Big Ten bloggers Adam Rittenberg and Brian Bennett will occasionally give their takes on a burning question facing the league. We'll both have strong opinions, but not necessarily the same view. We'll let you decide which blogger is right.
Spring is a time for optimism and for making improvements on last season's problem spots. So Today's Take Two topic is this: Based on what we've seen so far this spring, which struggling unit from 2012 will make the biggest strides: Illinois' offense, Indiana's defense, Iowa's offense, Michigan State's offense or Nebraska's defense?
Take 1: Adam Rittenberg
All five of these units have significant question marks entering 2013. Three of them have new coordinators/play-callers -- Illinois' offense (Bill Cubit), Indiana's defense (William Inge) and Michigan State's offense (Dave Warner and Jim Bollman) -- and only the Nebraska defense saw no coaching changes during the offseason. To me, it's between the Blackshirts and Michigan State's offense, although as I wrote earlier this week, Iowa could take steps because of a decent supporting cast around its new quarterback. While Indiana's defense and Illinois' offense should be better, both units lack enough depth to make dramatic strides. For me, it comes down to whether Nebraska can rebuild its front seven or whether Michigan State can spark a passing attack with many of the same characters who struggled to do so last season.
My faith in Michigan State burned me last season, and maybe it will again, but I'm going with the Spartans offense. An improved offensive line will be the biggest difference-maker for MSU, which will protect its quarterback and create room for a committee of running backs (I don't see a featured back emerging this fall). I also see Michigan State's receivers using last year's disappointment as fuel and performing much better this season. Aaron Burbridge, one of few bright spots among the MSU receivers, told me the group definitely has something to prove. The same goes for quarterback Andrew Maxwell, who took a lot of criticism and is working to reclaim his job this spring.
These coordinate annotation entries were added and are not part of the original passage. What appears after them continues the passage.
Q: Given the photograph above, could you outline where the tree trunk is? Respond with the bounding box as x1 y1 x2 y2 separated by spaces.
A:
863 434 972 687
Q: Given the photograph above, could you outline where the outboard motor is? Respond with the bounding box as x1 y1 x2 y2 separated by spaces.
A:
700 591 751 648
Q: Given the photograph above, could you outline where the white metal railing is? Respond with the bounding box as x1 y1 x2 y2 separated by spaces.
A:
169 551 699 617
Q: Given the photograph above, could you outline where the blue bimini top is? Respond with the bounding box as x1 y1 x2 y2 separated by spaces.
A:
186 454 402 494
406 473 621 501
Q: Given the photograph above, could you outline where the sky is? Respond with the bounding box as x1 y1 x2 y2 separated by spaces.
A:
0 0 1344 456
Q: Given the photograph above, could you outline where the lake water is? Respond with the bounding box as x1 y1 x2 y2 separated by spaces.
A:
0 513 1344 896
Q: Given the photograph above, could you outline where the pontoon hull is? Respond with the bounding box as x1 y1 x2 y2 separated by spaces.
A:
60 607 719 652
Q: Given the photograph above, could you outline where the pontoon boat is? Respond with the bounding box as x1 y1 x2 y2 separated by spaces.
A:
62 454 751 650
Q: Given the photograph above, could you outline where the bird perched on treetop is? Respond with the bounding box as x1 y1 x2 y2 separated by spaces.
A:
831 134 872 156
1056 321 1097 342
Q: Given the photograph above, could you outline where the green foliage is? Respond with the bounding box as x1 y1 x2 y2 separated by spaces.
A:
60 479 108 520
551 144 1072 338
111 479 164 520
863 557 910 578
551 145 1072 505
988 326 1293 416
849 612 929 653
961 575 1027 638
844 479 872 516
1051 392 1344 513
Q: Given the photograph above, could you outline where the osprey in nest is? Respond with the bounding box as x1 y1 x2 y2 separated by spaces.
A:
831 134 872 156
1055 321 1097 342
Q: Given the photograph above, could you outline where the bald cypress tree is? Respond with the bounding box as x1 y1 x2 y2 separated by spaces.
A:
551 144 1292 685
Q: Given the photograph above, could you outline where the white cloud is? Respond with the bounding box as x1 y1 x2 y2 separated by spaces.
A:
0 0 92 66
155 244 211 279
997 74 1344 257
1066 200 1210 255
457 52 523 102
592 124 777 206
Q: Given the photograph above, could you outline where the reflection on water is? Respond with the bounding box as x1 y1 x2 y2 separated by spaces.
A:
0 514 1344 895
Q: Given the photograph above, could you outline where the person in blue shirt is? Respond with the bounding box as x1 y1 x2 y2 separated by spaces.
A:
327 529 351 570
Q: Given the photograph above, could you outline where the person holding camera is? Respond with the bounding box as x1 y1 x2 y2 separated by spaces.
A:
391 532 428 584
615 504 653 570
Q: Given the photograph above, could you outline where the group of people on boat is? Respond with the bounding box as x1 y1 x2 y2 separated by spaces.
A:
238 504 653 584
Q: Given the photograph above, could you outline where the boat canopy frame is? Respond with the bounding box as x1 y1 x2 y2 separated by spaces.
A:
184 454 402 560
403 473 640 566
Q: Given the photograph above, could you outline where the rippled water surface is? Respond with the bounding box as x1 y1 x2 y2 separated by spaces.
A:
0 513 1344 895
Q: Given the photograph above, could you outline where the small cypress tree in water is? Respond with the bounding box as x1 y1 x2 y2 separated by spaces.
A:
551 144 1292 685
The competition element should help Maxwell, and from watching MSU practice, I see enough talent at receiver if the consistency comes along. I also like the fact that the coaches are recognizing that college offenses are, to a degree, about improvising and going beyond the traditional quarterback mold. I expect MSU to be more creative with the playbook and mix and match personnel.
Take 2: Brian Bennett
Oh, Adam. Did you learn nothing from 2012, when we both were burned by the Spartans? I know you saw them in person in East Lansing earlier this month, so maybe you have some insight that I'm missing. But I don't see how an offense that was pretty terrible last year and lost its two best playmakers in Bell and Sims is suddenly going to become a powerhouse.
For me, Michigan State is near the bottom in this list of choices. I think you'll see significant improvement on Indiana's defense because the Hoosiers will add some athletes they simply haven't had in recent years when the recruits arrive. I also liked what I saw from Illinois' offense during the Illini spring game, as Bill Cubit showed he's going to throw the ball around. That team will definitely score more than the paltry 16.7 points a game it managed a year ago, even if it won't morph into a high-flying attack overnight.
But I'm going to choose Nebraska's defense here, despite some obvious concerns. True, the Huskers defense did not look great in the spring game, but it was going against one of the top offenses in the nation. You can't really judge the Big Red 'D' on what it is now but rather what it will become. Bo Pelini and coordinator John Papuchis are replacing eight or nine starters, depending on how you calculate that stat, and are mixing in a ton of raw, but talented, guys in the front seven.
Here's the thing, though: Nebraska's huge defensive breakdowns last year in games against UCLA, Ohio State and Wisconsin happened in large part because there wasn't enough speed and strength on the field. That won't be nearly as big of an issue in 2013, as guys like David Santos, Zaire Anderson and incoming defensive end Randy Gregory add some impressive athleticism. The Huskers will make some mistakes as they struggle to learn Pelini's scheme, but they also have time to grow. Apart from the UCLA game, which is conveniently at home, Nebraska doesn't play anybody with a potent offense until the Nov. 2 contest against Northwestern, also at home. The Huskers will get a bye week before Big Ten play opens and again after their first two league games against Purdue and Illinois. By then, the young defenders will have plenty of experience and plenty of opportunities to fix their mistakes.
Also an advantage: There's no Ohio State or Wisconsin on the schedule. Remember, in Nebraska's 10 wins last year, the defense allowed only 266.9 yards per game, compared to nearly 600 yards per game given up in losses. All the Huskers have to do is avoid those nuclear meltdowns in order to make major gains both statistically and perception-wise. A few growing pains aside, I say that will happen.